Frequently Asked Questions
How do I use my TDEE to lose weight?
Subtract 500 calories from your TDEE to create a daily deficit that targets roughly 1 pound of fat loss per week. For faster loss, a 1,000-calorie deficit targets about 2 pounds per week, which is the generally recommended upper limit to minimize muscle loss. Combine the deficit with adequate protein intake (0.8 to 1.0 grams per pound of body weight) and resistance training to preserve lean mass. Recalculate your TDEE every four to six weeks as your weight changes, since a lighter body burns fewer calories and requires a lower calorie target to continue losing.
What activity level should I choose in a TDEE calculator?

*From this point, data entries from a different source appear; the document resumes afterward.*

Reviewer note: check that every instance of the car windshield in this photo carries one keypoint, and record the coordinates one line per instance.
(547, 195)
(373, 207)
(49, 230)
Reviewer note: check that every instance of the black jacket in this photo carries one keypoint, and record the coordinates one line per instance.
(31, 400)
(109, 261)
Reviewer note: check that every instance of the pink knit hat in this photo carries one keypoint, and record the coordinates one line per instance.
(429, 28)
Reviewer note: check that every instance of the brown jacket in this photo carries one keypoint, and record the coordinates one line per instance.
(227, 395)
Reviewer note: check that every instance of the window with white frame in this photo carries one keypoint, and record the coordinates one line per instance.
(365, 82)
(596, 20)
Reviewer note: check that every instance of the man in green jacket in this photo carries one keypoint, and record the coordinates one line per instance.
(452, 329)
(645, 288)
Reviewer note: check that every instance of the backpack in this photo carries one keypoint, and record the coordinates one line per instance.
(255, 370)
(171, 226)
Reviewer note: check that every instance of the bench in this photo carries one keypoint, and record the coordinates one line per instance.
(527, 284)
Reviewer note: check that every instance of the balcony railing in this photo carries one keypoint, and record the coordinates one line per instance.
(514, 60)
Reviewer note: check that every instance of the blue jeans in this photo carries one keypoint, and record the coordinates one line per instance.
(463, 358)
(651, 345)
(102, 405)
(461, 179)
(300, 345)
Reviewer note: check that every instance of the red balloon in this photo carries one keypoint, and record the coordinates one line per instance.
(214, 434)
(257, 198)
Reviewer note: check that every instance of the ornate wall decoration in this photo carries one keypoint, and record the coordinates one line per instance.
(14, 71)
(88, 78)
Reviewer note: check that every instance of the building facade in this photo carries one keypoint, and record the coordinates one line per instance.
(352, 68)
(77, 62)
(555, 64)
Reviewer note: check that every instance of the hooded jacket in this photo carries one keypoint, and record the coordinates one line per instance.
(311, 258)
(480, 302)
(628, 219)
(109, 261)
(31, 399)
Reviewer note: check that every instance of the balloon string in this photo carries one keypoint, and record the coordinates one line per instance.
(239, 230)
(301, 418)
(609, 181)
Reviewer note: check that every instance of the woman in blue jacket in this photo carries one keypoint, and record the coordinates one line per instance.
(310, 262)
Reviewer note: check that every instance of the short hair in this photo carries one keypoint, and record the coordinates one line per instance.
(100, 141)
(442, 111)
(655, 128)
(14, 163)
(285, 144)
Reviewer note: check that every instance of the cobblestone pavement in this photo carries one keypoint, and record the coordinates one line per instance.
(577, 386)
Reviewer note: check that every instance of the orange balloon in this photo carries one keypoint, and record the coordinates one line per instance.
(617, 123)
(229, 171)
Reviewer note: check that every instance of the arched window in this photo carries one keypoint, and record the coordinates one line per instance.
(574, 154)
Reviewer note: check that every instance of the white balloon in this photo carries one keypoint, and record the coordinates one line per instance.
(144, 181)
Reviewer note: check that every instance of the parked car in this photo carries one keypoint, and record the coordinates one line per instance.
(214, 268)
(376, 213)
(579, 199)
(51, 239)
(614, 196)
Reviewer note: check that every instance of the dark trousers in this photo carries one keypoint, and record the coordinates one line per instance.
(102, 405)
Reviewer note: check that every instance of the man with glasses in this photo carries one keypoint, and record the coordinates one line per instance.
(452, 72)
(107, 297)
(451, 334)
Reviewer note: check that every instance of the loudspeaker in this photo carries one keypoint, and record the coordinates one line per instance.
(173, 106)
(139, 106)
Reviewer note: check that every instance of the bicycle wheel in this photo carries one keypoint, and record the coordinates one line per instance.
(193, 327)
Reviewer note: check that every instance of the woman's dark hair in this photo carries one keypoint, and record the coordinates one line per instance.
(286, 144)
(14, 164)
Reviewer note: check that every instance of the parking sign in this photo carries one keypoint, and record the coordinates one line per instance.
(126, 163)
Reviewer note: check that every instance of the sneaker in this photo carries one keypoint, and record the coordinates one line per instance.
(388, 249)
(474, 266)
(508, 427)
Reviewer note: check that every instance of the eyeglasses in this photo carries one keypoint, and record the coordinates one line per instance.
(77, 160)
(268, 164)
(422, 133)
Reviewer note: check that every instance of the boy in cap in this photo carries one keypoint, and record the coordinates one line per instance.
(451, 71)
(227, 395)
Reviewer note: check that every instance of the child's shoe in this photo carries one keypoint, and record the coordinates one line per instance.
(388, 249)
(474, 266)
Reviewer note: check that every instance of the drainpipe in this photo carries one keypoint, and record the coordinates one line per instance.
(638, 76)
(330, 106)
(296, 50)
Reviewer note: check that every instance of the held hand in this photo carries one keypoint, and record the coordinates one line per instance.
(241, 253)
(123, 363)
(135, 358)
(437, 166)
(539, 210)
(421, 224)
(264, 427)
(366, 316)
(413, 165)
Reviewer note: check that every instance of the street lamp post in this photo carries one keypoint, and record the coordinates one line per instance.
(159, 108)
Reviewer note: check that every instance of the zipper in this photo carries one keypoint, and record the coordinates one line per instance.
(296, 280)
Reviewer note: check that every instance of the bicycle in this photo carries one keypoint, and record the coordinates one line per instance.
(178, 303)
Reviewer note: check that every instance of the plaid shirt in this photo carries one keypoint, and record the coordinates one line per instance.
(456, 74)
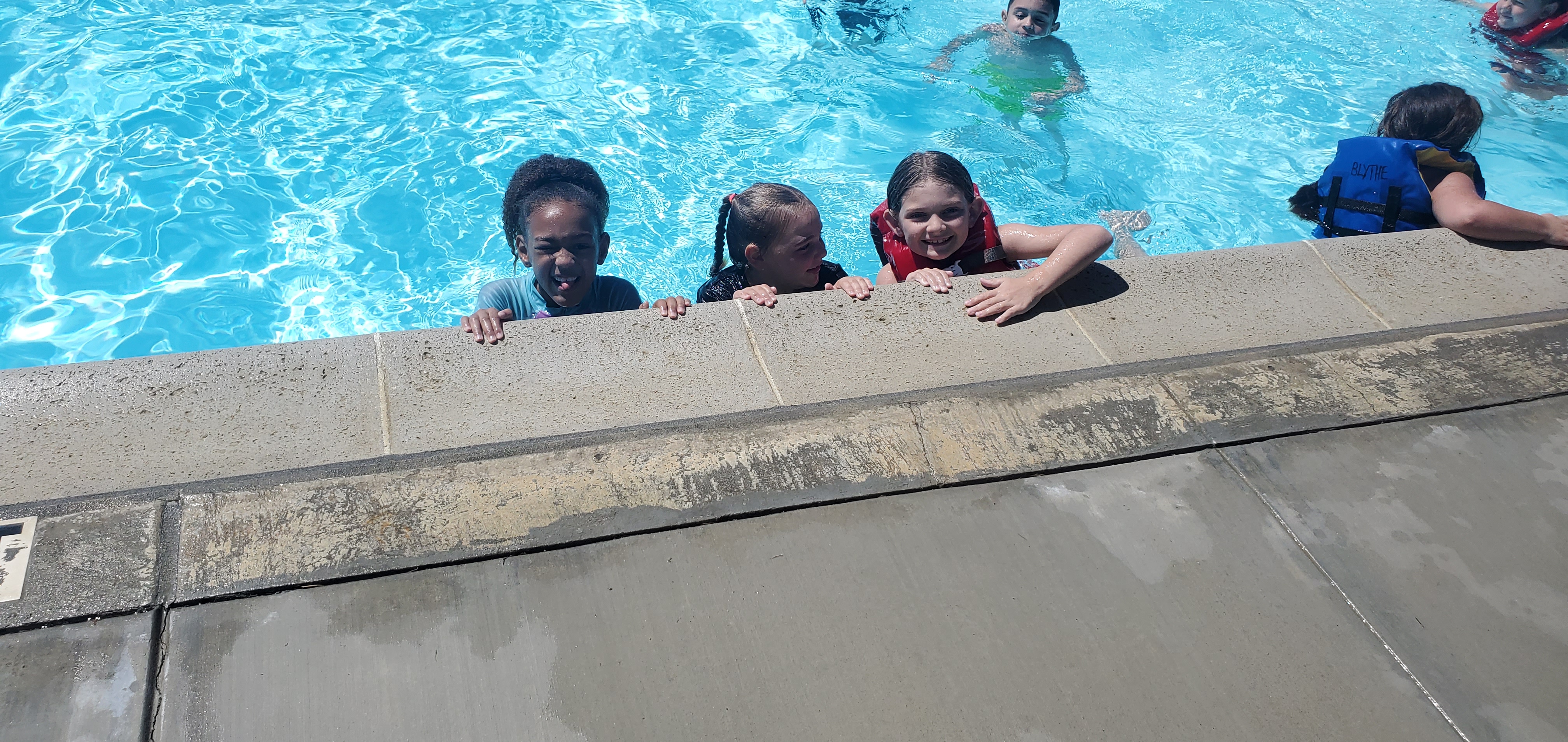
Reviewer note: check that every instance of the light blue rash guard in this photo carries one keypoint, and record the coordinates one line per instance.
(607, 294)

Choose the level that honestly reflects your typical week, not your best week. Most people with desk jobs who exercise three to four times per week fall into the lightly active to moderately active range. Research shows people consistently overestimate their activity by 30 to 50 percent. When in doubt, choose the lower of the two levels you are considering. If your weight is not changing after two to three weeks of tracking calories at your calculated TDEE, you have likely overestimated your activity level.
How many calories below TDEE should I eat to lose weight?
A deficit of 300 to 500 calories below TDEE is the most widely recommended range for sustainable fat loss with minimal muscle loss. This produces 0.6 to 1 pound of loss per week for most people. A 1,000-calorie deficit targets approximately 2 pounds per week and is safe for most adults with a TDEE above 2,200 calories but can be too aggressive for smaller individuals. Deficits beyond 1,000 calories per day significantly increase muscle loss, fatigue, and the likelihood of metabolic adaptation that stalls progress.
Does TDEE change as you lose weight?
Yes, TDEE decreases as you lose weight for two reasons. First, a lighter body burns fewer calories in every activity, from walking to sleeping. Second, sustained calorie restriction triggers metabolic adaptation, where your body reduces energy expenditure beyond what weight loss alone would predict. This combination is why weight loss slows and plateaus over time. Recalculate your TDEE every four to six weeks during a weight loss phase, or whenever your weight changes by five or more pounds, to keep your calorie targets current.